Rowan-Classes/7th-Semester-Fall-2024/ECOMMS/homework/homework-5/homework-5.md

Homework 5 - Aidan Sharpe

Problem 1

In a binary communication system, let the receiver test statistic of the received signal be r_0. The received signal consists of a polar digital signal plus noise. The polar signal has values s_{01}=A and s_{02}=-A. Assume that the noise has a Laplacian distribution:

f(n_0) = \frac{1}{\sqrt{2} \sigma_0} e^{-\sqrt{2}|n_0|/\sigma_0}

where \sigma_0 is the RMS value of the noise, f(n_0) is the probability density function (PDF), and n_0 is the signal. In the case of a PDF of s_{01} and s_{02}, replace n_0 by r_0-A and r_0+A. The shape of the PDF for s_{01} and s_{02} is the same. Find the probability of error P_e as a function of A/\sigma_0 for the case of equally likely signaling and V_T having the optimum value.

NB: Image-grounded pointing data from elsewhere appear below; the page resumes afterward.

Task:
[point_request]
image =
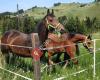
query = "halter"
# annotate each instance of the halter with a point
(49, 25)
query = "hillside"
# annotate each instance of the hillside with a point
(71, 9)
(67, 9)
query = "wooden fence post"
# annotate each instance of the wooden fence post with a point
(36, 57)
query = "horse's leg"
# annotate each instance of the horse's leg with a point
(71, 52)
(5, 52)
(58, 57)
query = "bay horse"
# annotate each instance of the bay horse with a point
(14, 37)
(67, 45)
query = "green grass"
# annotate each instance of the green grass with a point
(85, 62)
(71, 9)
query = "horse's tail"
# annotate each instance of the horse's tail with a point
(77, 49)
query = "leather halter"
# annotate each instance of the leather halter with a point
(49, 25)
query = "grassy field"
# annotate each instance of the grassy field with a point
(24, 67)
(68, 9)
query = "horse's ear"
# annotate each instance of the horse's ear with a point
(48, 11)
(52, 12)
(90, 36)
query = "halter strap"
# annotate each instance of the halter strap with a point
(52, 25)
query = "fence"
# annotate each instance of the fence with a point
(94, 62)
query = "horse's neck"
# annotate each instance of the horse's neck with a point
(42, 32)
(78, 38)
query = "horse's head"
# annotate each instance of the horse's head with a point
(88, 44)
(51, 23)
(48, 24)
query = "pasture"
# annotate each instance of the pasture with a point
(82, 71)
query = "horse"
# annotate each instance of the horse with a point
(67, 45)
(14, 37)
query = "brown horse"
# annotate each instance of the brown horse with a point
(14, 37)
(68, 45)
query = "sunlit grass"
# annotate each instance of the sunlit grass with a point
(24, 67)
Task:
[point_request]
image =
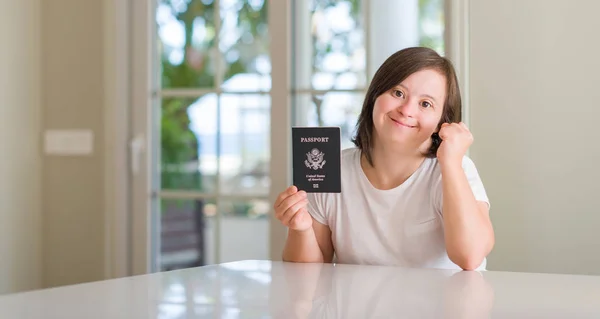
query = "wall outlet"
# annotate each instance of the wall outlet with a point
(68, 142)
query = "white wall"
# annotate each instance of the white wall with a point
(20, 162)
(535, 106)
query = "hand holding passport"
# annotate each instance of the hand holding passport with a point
(316, 165)
(316, 159)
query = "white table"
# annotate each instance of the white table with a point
(263, 289)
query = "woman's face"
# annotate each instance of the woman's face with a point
(409, 113)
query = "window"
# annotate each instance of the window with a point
(212, 127)
(214, 131)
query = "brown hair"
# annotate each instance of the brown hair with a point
(392, 72)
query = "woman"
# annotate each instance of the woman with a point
(410, 197)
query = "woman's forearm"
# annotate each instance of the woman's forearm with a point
(302, 246)
(468, 231)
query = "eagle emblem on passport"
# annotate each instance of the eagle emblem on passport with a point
(314, 159)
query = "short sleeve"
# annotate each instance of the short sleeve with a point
(474, 181)
(316, 207)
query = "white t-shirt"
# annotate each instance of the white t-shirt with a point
(400, 227)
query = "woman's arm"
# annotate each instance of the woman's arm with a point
(309, 246)
(468, 230)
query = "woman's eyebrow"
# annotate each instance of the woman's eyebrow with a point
(425, 95)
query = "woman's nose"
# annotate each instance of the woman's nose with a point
(408, 108)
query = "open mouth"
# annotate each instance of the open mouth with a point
(401, 123)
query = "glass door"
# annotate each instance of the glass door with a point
(216, 87)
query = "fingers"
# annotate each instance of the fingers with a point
(285, 194)
(294, 214)
(296, 220)
(289, 202)
(451, 128)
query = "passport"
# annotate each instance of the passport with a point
(317, 159)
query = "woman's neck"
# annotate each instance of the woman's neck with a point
(391, 167)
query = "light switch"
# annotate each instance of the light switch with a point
(69, 142)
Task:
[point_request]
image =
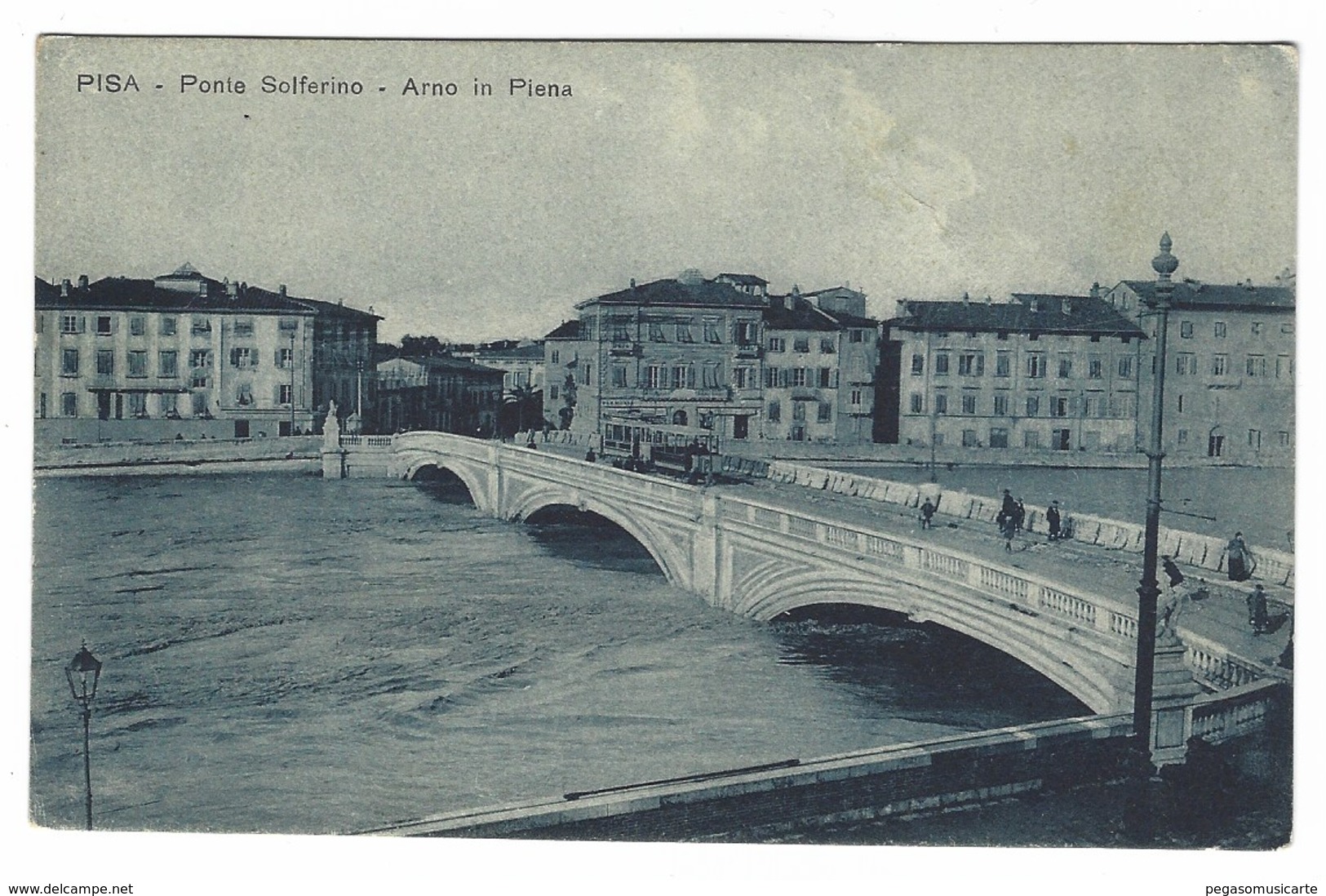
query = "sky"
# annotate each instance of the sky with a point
(907, 171)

Given the two PDFs corresponding to s_1 and s_2, the probability of a bit error is the same as the area of the intersection of the two PDFs, as seen in figure \ref{error_pdfs}.

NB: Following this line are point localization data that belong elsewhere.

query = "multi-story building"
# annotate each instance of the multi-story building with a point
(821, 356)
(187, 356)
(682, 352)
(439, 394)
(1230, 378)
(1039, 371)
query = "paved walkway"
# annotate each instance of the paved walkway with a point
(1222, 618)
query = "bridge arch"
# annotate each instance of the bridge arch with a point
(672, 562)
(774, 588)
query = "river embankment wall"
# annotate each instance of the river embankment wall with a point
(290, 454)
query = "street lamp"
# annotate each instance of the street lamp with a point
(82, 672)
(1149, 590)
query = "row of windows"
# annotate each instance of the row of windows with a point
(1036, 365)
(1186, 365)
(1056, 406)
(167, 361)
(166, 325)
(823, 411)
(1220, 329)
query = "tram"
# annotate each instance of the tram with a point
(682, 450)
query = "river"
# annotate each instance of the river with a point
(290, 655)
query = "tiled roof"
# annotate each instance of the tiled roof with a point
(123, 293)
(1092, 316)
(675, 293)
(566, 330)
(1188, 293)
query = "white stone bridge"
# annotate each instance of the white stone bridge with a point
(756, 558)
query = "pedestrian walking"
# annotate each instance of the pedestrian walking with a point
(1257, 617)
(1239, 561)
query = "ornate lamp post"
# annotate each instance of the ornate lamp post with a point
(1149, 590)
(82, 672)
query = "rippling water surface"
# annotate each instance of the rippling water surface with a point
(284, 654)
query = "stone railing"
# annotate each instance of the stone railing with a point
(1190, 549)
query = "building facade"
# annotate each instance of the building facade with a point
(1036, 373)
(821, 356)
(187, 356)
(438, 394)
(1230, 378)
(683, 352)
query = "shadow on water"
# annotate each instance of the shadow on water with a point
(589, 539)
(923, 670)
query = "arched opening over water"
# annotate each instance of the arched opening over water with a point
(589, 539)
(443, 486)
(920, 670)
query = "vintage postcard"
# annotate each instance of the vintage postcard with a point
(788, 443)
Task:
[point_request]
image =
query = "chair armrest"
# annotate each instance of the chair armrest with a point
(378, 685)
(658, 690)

The curve traced out by this area is

p(r_0) = \frac{1}{2}\left[f(r_0 | s_1) + f(r_0 | s_2) - \|f(r_0 | s_1) - f(r_0 | s_2) \|\right]

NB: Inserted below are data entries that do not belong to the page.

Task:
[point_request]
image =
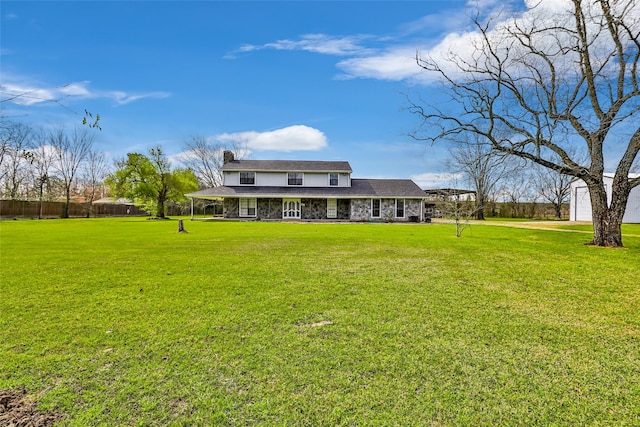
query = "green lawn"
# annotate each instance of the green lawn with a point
(127, 322)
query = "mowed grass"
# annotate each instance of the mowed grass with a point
(127, 322)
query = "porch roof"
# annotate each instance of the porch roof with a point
(360, 189)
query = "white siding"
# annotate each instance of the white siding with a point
(231, 178)
(271, 179)
(632, 214)
(279, 179)
(580, 204)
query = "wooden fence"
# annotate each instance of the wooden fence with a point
(31, 209)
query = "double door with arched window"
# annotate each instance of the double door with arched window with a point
(291, 208)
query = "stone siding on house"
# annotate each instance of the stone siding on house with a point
(316, 209)
(313, 208)
(230, 208)
(269, 208)
(412, 208)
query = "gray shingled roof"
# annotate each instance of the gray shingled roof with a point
(360, 188)
(287, 166)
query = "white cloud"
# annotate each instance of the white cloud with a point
(436, 180)
(393, 58)
(317, 43)
(31, 94)
(395, 64)
(292, 138)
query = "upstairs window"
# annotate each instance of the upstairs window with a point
(247, 207)
(247, 178)
(294, 178)
(399, 208)
(375, 208)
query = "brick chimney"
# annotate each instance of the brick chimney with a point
(227, 156)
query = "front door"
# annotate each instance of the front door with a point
(291, 208)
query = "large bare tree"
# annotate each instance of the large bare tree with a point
(539, 84)
(14, 158)
(482, 168)
(70, 151)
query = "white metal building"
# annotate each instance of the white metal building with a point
(580, 205)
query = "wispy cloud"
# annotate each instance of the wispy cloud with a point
(436, 36)
(292, 138)
(316, 43)
(436, 180)
(32, 94)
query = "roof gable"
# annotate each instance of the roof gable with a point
(287, 166)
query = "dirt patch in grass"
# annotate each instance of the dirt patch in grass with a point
(18, 410)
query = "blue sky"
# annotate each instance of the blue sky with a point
(293, 80)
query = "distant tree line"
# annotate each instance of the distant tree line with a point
(506, 186)
(64, 165)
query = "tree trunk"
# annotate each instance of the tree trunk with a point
(65, 211)
(160, 207)
(558, 207)
(607, 219)
(480, 210)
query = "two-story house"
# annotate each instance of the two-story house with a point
(311, 190)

to find the area under the curve (the probability of a bit error P_e), we integrate p(r_0) for all values of r_0. Since f(r_0 | s_1) and f(r_0 | s_2) are PDFs, the area under each must be unity. Therefore, distributing the \frac{1}{2} term, we are left with:

P_e = 1 - \frac{1}{2} \int\limits_{-\infty}^\infty  \left|f(r_0 | s_1) - f(r_0 | s_2)\right| dr_0

Finally, we expand and simplify the integral to:

P_e = 1 - \frac{\sqrt{2}}{4\sigma_0} \int\limits_{-\infty}^\infty  \left|e^{-\sqrt{2} |r_0-A| /\sigma_0} - e^{-\sqrt{2} |r_0 + A|/\sigma_0}\right| dr_0

After evaluating the intergral, we find that P_e = e^{-\sqrt{2}A/\sigma_0}.

Problem 2

A digital signal with white Gaussian noise is received by a receiver with a matched filter. The signal is a unipolar non-return to zero signal with $s_{01}=1$[V] and $s_{02}=0$[V]. The bit rate is 1 Mbps. The power spectral density of the noise is $N_0/2=10^{-8}$[W/Hz]. What is the probability of error P_e? Assume the white Gaussian noise is thermal noise.

For a unipolar signal received by a receiver with a matched filter, the probability of error is given by:

P_e = Q\left(\sqrt{\frac{A^2 T}{4 N_0}}\right)

where A = 1 - 0 = 1 is the amplitude and $T= 1[\mu$s]. Therefore, P_e = 2.03 \times 10^{-4}.